With the passage of time more and more visitors were arriving by motor car and the more than 200 parking spaces were ideal; in former days this land had been used for lawn tennis, croquet and bowls.
It is worth recalling that the Imperial in its early days as a hotel often found its guests and visitors coming to stay for a month, or even 7-8 weeks. These early holidaymakers would often would arrive with a large entourage of staff, including ladies’ maids, nurses for the children, coachmen, carriages and horses. They were often people of great wealth and the private nature of Claremont Park where the hotel was situated provided a distinctive charm for them. Those who wished to visit Claremont Park found toll gates by Carlton Terrace and by the Gynn, with a charge made to pass through.

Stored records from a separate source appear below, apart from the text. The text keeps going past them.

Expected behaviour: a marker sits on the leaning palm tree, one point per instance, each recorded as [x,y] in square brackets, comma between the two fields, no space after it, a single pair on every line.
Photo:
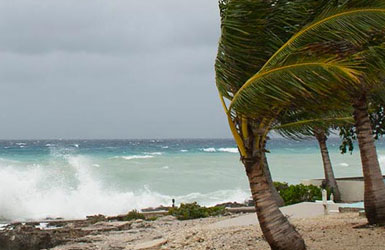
[251,32]
[300,125]
[336,59]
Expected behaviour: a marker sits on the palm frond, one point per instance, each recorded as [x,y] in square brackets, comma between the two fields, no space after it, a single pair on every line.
[353,22]
[252,30]
[295,84]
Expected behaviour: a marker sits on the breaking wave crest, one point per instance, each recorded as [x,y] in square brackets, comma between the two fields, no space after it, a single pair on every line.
[74,190]
[225,150]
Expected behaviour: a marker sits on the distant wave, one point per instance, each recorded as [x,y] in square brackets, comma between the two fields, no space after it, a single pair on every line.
[155,153]
[32,193]
[381,160]
[226,150]
[209,149]
[229,150]
[132,157]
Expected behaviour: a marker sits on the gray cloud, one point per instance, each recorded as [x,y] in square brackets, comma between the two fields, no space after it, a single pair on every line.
[109,69]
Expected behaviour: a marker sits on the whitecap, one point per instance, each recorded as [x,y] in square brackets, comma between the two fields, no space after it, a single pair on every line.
[155,153]
[228,150]
[209,149]
[131,157]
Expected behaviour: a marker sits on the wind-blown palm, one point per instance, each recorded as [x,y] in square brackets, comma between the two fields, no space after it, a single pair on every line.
[294,77]
[302,125]
[251,32]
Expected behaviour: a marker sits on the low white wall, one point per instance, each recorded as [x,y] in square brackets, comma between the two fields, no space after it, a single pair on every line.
[351,190]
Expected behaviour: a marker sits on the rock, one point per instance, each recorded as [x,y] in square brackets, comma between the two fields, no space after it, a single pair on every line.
[148,245]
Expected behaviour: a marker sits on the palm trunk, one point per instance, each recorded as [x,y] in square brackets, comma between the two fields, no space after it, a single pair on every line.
[277,197]
[278,232]
[328,169]
[374,196]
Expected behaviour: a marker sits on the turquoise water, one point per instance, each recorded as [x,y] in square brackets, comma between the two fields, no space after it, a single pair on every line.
[75,178]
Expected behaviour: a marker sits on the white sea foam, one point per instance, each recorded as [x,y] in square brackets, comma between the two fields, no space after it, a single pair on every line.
[155,153]
[22,195]
[132,157]
[32,193]
[228,150]
[209,150]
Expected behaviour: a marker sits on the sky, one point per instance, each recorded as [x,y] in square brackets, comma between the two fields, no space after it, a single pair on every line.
[109,69]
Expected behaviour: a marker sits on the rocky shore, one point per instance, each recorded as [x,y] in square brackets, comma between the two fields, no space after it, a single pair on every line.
[337,231]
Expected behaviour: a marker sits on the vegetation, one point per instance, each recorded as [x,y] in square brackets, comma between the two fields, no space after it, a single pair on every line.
[190,211]
[280,57]
[292,194]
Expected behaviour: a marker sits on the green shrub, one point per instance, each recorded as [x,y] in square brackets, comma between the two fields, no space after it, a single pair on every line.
[134,215]
[292,194]
[190,211]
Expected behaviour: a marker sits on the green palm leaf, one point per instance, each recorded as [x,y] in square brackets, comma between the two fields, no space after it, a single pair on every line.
[346,23]
[302,82]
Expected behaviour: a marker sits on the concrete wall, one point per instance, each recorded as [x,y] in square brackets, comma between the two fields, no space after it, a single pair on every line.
[351,190]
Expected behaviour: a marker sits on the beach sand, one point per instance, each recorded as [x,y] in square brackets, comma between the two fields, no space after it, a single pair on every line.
[331,232]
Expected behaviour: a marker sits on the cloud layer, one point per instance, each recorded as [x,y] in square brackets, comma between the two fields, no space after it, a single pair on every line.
[109,69]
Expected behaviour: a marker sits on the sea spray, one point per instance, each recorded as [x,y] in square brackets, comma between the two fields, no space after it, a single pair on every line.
[57,179]
[27,193]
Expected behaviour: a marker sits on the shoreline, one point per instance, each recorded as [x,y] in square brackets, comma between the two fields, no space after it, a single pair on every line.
[231,231]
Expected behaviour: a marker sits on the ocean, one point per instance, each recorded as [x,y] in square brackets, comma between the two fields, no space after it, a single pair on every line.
[75,178]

The toll houses were abolished under the Blackpool Improvement Act of 1899.
In 1961 the first meeting of the George Formby Society was held at the Imperial with just 56 members, moving later to the Winter Gardens and then going back to the Imperial in 1990; the meetings are still held today and are very popular.
By the 1970s the Imperial had its own night club called Trader Jacks (the author remembers this vaguely!) It ran until the mid-1980s and even boasted Polynesian theme nights and early 2am breakfasts. I seem to recall this taking place around a swimming pool and worrying that if people got drunk they might fall in. In 1977 AC/DC played at the Ballroom on 20 February as part of their High Voltage tour of the United Kingdom, some say their first proper tour.

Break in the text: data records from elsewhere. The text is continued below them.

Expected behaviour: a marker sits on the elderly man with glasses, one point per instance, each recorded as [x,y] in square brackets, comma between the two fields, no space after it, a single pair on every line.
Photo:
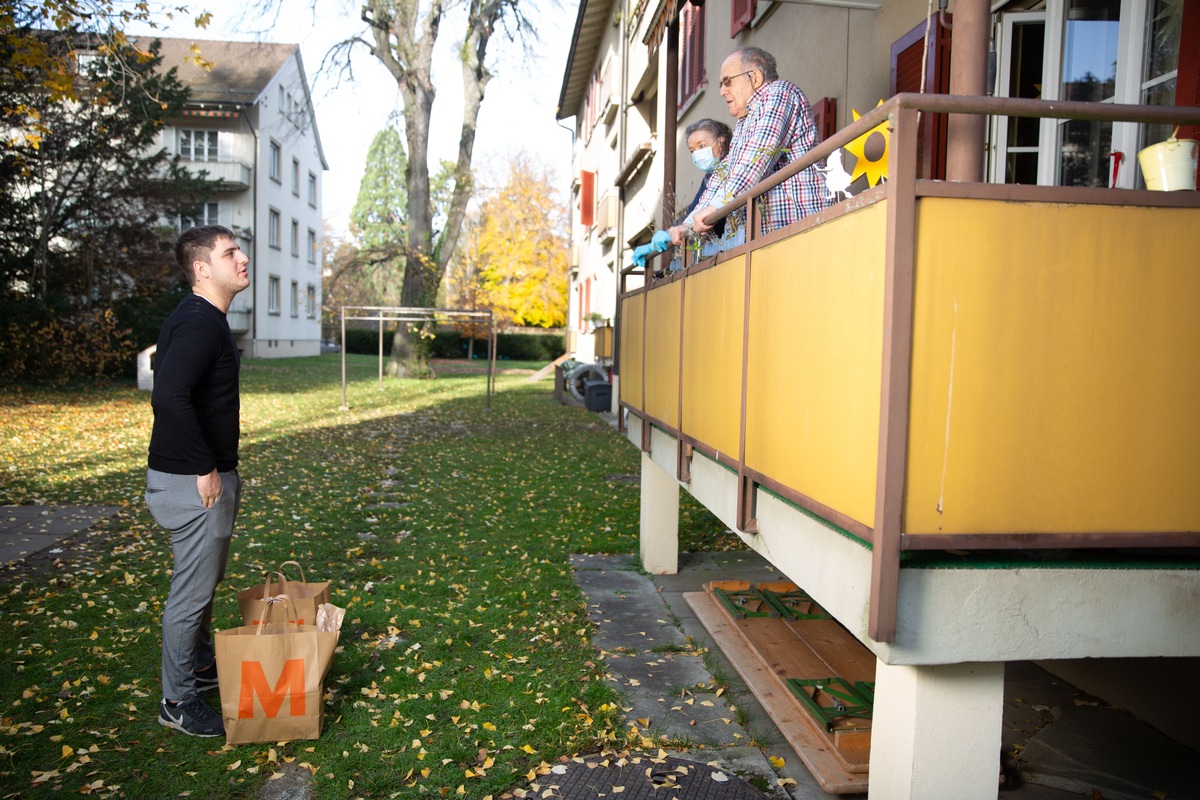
[774,128]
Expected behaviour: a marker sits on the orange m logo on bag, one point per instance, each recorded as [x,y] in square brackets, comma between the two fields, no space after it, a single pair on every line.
[253,681]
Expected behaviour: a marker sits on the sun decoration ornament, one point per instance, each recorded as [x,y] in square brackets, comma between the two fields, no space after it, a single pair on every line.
[871,152]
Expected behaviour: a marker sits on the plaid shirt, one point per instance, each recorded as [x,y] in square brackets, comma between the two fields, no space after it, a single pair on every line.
[777,130]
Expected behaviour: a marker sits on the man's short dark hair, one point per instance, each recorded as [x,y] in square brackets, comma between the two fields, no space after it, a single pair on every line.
[755,58]
[196,245]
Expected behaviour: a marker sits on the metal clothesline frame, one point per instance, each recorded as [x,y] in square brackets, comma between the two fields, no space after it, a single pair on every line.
[384,314]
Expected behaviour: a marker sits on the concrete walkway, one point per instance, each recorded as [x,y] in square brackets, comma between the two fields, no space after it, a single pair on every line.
[25,530]
[1059,743]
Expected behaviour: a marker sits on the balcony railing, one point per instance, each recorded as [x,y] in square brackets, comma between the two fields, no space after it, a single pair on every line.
[234,175]
[942,365]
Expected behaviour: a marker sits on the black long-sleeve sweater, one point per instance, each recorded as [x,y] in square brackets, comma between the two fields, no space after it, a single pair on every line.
[196,402]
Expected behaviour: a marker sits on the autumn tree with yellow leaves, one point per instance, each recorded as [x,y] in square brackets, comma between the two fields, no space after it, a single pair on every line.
[514,259]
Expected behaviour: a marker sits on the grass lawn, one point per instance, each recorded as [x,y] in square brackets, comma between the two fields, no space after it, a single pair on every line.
[466,657]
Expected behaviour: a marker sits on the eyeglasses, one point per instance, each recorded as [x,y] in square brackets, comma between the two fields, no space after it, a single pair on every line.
[727,82]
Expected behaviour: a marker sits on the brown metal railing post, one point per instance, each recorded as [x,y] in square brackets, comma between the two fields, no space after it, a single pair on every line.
[747,511]
[898,310]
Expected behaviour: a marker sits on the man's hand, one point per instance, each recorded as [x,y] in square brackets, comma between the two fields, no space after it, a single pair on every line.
[640,253]
[209,486]
[661,241]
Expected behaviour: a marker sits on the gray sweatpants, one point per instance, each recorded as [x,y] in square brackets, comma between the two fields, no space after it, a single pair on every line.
[199,542]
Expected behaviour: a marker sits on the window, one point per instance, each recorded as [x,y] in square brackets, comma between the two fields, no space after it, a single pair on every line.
[198,145]
[742,16]
[691,52]
[1161,68]
[208,214]
[587,198]
[1095,50]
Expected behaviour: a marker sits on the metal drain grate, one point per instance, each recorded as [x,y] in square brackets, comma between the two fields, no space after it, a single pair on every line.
[635,777]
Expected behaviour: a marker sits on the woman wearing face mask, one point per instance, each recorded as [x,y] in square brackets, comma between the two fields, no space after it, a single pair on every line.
[708,142]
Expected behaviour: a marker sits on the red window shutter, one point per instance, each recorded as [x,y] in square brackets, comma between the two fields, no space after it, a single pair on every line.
[742,14]
[691,50]
[587,198]
[825,115]
[1187,84]
[906,59]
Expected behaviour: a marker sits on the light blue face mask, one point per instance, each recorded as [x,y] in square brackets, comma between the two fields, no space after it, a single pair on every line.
[705,160]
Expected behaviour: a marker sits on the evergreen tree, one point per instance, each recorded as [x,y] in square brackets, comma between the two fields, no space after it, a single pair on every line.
[88,186]
[379,217]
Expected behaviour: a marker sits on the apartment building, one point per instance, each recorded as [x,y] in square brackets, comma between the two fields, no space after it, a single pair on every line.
[957,409]
[251,124]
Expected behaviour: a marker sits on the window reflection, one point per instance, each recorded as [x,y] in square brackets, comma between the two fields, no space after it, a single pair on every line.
[1089,74]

In 1987 the Imperial underwent one of her biggest face-lifts, with a £700,000 clean-up involving re-pointing brickwork, windows and guttering replaced, and 14 new bedrooms created in old staff quarters on the top floor. A £5m revamp took place in the early 90s, including a new health and fitness club.
Around 10 years ago work was carried out on the hotel to restore it to its former glory, including work on the front façade, the stunning carved ceiling in the Washington Suite, and the oak panelling and fireplace discovered in the Churchill Suite.

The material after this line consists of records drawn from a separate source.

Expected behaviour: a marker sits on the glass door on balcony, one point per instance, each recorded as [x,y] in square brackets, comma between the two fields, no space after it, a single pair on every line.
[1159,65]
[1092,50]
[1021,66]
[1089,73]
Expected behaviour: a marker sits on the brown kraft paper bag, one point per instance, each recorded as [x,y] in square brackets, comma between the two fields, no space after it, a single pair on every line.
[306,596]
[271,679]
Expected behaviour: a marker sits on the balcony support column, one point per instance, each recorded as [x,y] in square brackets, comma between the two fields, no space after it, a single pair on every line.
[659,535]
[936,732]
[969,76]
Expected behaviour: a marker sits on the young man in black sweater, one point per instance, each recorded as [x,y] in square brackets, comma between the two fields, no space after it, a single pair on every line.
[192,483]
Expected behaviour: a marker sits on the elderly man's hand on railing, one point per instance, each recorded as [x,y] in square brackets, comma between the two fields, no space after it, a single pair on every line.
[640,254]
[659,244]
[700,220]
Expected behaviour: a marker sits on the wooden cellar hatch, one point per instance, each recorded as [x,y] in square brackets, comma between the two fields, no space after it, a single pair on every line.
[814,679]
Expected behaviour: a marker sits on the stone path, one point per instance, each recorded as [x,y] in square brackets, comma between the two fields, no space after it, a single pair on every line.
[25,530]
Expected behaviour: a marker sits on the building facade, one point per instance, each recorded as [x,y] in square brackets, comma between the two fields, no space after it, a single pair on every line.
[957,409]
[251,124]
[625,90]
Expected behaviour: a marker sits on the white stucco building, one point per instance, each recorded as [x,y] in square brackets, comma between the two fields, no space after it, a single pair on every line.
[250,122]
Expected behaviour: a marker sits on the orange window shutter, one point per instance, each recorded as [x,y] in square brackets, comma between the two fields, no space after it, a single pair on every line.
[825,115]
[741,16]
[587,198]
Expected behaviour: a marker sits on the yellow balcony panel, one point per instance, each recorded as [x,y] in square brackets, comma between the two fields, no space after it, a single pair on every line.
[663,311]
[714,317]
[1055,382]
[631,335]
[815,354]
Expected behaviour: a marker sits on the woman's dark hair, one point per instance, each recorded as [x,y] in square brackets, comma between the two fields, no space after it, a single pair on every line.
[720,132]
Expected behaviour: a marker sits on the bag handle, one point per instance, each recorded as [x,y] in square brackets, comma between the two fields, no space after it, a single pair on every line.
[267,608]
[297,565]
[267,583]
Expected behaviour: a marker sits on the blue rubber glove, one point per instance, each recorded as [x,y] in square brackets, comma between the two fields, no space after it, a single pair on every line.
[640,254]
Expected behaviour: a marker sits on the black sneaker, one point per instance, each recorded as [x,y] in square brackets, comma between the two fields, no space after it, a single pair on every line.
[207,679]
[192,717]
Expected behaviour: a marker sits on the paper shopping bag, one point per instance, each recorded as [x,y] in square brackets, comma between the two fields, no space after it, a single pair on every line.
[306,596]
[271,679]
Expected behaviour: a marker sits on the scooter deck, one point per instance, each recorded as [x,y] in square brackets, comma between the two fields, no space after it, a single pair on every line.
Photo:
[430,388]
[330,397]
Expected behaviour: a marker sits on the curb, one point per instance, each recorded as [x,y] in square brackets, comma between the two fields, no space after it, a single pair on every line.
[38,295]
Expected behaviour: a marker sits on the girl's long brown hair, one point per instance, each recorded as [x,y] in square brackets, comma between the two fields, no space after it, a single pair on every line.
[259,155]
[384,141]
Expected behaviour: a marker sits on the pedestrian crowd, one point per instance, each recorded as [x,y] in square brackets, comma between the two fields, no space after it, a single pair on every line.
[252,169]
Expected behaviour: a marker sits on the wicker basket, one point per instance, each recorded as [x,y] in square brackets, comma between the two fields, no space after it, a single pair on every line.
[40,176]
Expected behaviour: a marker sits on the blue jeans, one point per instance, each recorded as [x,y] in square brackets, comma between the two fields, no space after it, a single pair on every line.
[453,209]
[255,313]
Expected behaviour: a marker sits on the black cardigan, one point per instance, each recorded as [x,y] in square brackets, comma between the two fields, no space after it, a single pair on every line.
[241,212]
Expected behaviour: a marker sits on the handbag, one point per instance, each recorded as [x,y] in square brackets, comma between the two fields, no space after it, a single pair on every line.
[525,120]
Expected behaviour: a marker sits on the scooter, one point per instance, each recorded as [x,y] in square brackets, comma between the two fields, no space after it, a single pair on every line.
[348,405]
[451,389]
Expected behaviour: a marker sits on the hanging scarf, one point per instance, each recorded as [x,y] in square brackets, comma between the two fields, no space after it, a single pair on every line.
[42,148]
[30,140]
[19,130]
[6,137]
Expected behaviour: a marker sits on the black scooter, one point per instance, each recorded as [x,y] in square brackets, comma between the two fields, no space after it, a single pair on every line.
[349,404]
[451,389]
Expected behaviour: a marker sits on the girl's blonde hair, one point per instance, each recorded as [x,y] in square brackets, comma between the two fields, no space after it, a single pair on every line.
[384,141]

Over the years there have been a whole host of famous faces staying at the Imperial. They have included various politicians and prime ministers – Harold Wilson, Winston Churchill, Anthony Eden, and John Major, Fred Astaire, the Beatles, Princess Margaret and Princess Anne. Royalty such as the Queen Mother stayed here, not to mention film and pop stars including actress Gracie Fields, at Christmas 1955, and singer Harry Belafonte.
In 2015 Blackpool Civic trust volunteers started work to uncover the hidden tiling in the former Turkish Baths. The ornate ceramics have been revealed, which in their heyday were a magnet for well-to-do Victorian holidaymakers wanting to partake of the benefits of Blackpool seawater. Today tours can include a visit to this area of the hotel to give visitors a glance at what guests would have enjoyed.
The Imperial hotel is a true reminder of Blackpool’s Victorian heyday, combining 19th century opulence and glamour with contemporary style and modern facilities, popular restaurant, health club and conference facilities. This historic hotel has done much to put Blackpool on the map.